Quantum-Enhanced Soil Fertility Prediction Using Quantum-Inspired Feature Embedding and Quantum-Enhanced Random Forest (QRF)

Soil fertility assessment plays a vital role in precision agriculture, helping farmers make informed decisions related to crop selection, nutrient management, and sustainable resource utilization. However, conventional soil testing methods, although reliable, are often time-consuming, labor-intensive, and costly. To address these challenges, this project introduces a machine learning–based soil fertility prediction framework enhanced with quantum-inspired computational techniques. The system analyzes key soil attributes—including pH, electrical conductivity, organic matter, and essential nutrient concentrations—to predict soil fertility with improved accuracy and efficiency. A quantum-inspired methodology is employed using cosine–sine–based single-qubit encoding and quantum entanglement modeling to convert classical soil features into high-dimensional quantum states. This transformation captures deeper, non-linear interactions within the soil data, enabling more robust classification than traditional feature representations.
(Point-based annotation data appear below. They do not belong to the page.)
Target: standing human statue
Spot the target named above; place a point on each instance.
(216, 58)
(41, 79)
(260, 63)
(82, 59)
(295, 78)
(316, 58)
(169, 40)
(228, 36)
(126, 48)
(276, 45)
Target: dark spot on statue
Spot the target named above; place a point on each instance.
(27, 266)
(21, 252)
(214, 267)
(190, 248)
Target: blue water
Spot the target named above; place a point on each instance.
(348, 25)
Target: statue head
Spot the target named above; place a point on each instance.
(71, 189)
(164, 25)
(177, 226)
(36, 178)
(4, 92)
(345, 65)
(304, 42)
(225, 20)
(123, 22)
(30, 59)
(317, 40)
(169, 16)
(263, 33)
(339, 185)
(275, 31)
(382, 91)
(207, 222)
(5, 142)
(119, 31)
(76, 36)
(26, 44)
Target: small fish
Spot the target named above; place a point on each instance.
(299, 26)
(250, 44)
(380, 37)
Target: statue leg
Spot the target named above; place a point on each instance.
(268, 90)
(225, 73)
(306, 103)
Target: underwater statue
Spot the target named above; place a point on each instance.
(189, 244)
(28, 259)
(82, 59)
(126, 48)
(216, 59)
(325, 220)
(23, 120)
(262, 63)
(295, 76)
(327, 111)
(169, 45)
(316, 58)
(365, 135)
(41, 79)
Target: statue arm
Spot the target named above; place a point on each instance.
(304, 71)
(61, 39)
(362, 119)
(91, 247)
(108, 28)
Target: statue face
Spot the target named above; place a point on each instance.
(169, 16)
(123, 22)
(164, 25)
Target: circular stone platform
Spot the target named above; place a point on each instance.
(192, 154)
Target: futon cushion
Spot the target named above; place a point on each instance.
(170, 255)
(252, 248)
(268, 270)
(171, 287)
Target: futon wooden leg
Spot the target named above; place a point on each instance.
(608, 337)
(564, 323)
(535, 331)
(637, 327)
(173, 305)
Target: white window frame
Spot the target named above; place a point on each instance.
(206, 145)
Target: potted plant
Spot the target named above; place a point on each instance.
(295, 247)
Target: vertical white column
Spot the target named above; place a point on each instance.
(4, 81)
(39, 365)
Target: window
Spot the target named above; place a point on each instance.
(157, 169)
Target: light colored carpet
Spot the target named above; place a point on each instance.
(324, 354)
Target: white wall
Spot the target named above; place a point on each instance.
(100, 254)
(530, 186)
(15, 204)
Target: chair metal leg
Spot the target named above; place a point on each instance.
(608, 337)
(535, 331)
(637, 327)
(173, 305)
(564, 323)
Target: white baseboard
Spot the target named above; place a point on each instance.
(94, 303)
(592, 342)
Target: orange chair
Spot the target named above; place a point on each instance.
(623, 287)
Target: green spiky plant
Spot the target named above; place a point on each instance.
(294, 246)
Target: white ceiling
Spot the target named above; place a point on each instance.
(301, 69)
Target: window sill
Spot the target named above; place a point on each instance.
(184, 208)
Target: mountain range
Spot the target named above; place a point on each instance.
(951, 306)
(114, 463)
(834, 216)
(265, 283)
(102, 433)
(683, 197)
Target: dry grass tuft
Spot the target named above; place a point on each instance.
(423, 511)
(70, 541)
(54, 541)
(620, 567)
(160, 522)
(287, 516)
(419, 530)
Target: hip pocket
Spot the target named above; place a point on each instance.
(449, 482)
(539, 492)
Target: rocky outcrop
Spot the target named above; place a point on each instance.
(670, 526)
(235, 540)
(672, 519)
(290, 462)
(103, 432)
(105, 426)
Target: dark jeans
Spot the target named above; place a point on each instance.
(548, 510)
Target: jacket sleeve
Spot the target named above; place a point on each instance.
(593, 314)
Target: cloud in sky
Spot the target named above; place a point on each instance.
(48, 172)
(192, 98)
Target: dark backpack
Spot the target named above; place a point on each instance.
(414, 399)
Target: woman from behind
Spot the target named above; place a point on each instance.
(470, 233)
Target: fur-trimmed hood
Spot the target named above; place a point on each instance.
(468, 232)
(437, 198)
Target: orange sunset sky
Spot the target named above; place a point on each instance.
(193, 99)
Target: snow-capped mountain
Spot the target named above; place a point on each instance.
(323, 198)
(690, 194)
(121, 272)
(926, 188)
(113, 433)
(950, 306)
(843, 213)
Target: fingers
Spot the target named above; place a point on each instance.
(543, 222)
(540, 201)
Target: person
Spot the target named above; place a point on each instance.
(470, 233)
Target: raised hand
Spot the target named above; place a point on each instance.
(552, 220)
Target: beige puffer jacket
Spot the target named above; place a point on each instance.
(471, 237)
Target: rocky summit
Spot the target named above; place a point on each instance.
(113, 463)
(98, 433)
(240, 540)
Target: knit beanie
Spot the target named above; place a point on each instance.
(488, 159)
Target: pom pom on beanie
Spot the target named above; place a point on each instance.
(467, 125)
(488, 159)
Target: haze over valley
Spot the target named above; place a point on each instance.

Experimental evaluation demonstrates that the Quantum-Enhanced Random Forest (QRF) model achieves superior accuracy, stability, and generalization compared to classical approaches. The integration of quantum feature embedding strengthens decision boundaries, reduces the influence of noisy inputs, and enhances the model’s capability to interpret complex soil patterns. The results highlight the significant potential of hybrid quantum–machine learning techniques in the agricultural domain, offering faster computation and higher predictive reliability. This work contributes to the emerging field of quantum agriculture and emphasizes its relevance in advancing sustainable, data-driven farming workflows for modern agriculture.

Keywords: Soil Fertility, Quantum Machine Learning, Quantum-Enhanced Random Forest, Quantum Encoding, Precision Agriculture, Feature Entanglement, Hybrid Quantum Models.